UNISON’s biggest ever homecare legal case over workers paid as little as £3.27 an hour

Seventeen homecare workers employed across the London Borough of Haringey – and backed by their union UNISON – are taking care company Sevacare and the council to court in a dispute involving illegal wages, over the widespread non-payment of the minimum wage.

The group – all but one of whom are women – are employed on controversial zero-hours contracts and care for elderly and disabled residents across the borough.

The women visit people in their own homes and in some cases provide 24-hour live-in care.

The UNISON case – the biggest the union has ever taken involving homecare workers – is against Sevacare, which until July was one of the companies commissioned by the north London council to deliver care.

The case against the two organisations – and a number of care companies who took over the contract abandoned by Sevacare – is chiefly over the failure to pay staff a legal wage, as time spent travelling between people’s houses was unpaid.

This can mean, says UNISON, that on a typical day the women might be working away from home for as many as 14 hours, but could receive payment for only half of them.

UNISON is stepping up its efforts to recruit care workers so we can help them stand up to their law-breaking employers and put a stop to these despicable practices

This can leave them earning as little as £3.85 an hour. (The national living wage – the legal minimum for workers aged 25 and over – is currently £7.20 an hour.)

Care workers who provide live-in care can earn even less, claims UNISON.

This work means regularly spending an entire week – 168 consecutive hours – living in someone else’s home so they give around-the-clock care.

For this the workers can get as little as £3.27 an hour – well under half the legal minimum, and this hourly rate is printed on their payslips.

The workers’ zero-hours status means most have previously been too scared to complain about their treatment, conscious that if they did, they were likely to have their hours reduced or be given no work at all, says UNISON.

One of the women involved in the UNISON case compared her live-in weeks to being in prison because, during this time, she is not allowed to leave the house of the person for whom she cares.

UNISON general secretary Dave Prentis said: “Without the dedication of these committed and caring women, and thousands of others like them across the UK, our care system would collapse.

“The government, local councils and the care companies all know that social care is in a dire state, that there’s not enough money to pay for the care that’s needed.

‘And with everyone living longer the situation is going to get worse.

“The blame for the social care crisis must be laid at the government’s door.

“Ministers must get tougher with enforcing the law so firms aren’t able to cheat their staff. More money must be put into care so that councils are not forced to tender contracts at a price they know decent care cannot be delivered.

“No wonder 15-minute care visits are now the norm, and there’s widespread payment of illegal wages.
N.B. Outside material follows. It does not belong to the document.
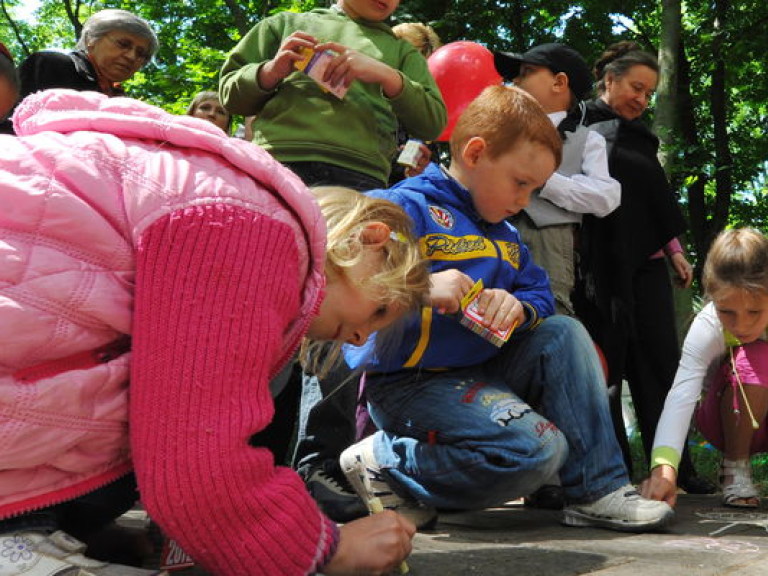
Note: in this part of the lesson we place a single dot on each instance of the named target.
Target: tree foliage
(715, 130)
“Those paying the price for the government’s penny-pinching approach are the homecare workers – struggling to make ends meet on pitiful wages – and the people they care for.

“Their often complex medical needs simply cannot be catered for within the short time allocated by the care companies.
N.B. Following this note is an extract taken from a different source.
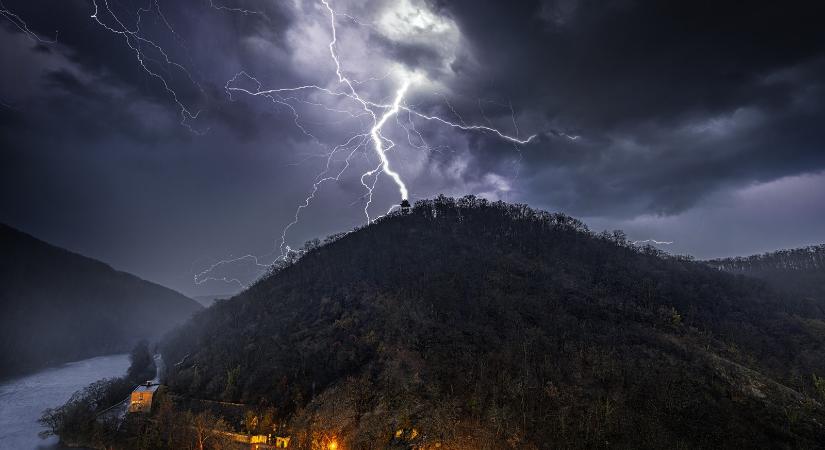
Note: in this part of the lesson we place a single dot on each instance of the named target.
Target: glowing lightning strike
(380, 143)
(21, 25)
‘Without the dedication of these committed and caring women, and thousands of others like them across the UK, our care system would collapse’

Dave Prentis

“Meanwhile the companies are coining it in. Last year Sevacare’s profits were over £1m, yet bosses thought it acceptable to pay its staff illegal poverty wages.

“Unfortunately this sorry state of affairs is not unique to Haringey. Up and down the UK, the experience of other home care workers is depressingly similar.

“That’s why UNISON is stepping up its efforts to recruit care workers so we can help them stand up to their law-breaking employers and put a stop to these despicable practices.”

Pictures by Jeff Overs/BBC

Notes to editors:

Until July, Sevacare was one of the biggest providers of adult social care in Haringey. A Channel 4 Dispatches programme in April had previously raised serious concerns about Sevacare’s employment practices.
Evidence suggests that national minimum/national living wage non-compliance is endemic in the social care sector.

A 2014 National Audit Office report suggested that as many as 220,000 homecare workers may be being paid an illegal wage.

Nineteen local authorities – including Islington, Southwark, Camden, Greenwich and Tower Hamlets – have now signed up to UNISON’s Ethical Care Charter which can be found here.

This guarantees hours for homecare workers, payment for travel time and hourly rates of at least the Living Wage Foundation’s living wage of £8.25 an hour and £9.40 in the capital.
Earlier this year Sevacare was forced to settle a claim with Judith Montgomery, a former homecare worker from Bury.

It had to pay her £3,250 following an employment tribunal claim that non-payment of travel time led her hourly pay to fall below the legal minimum.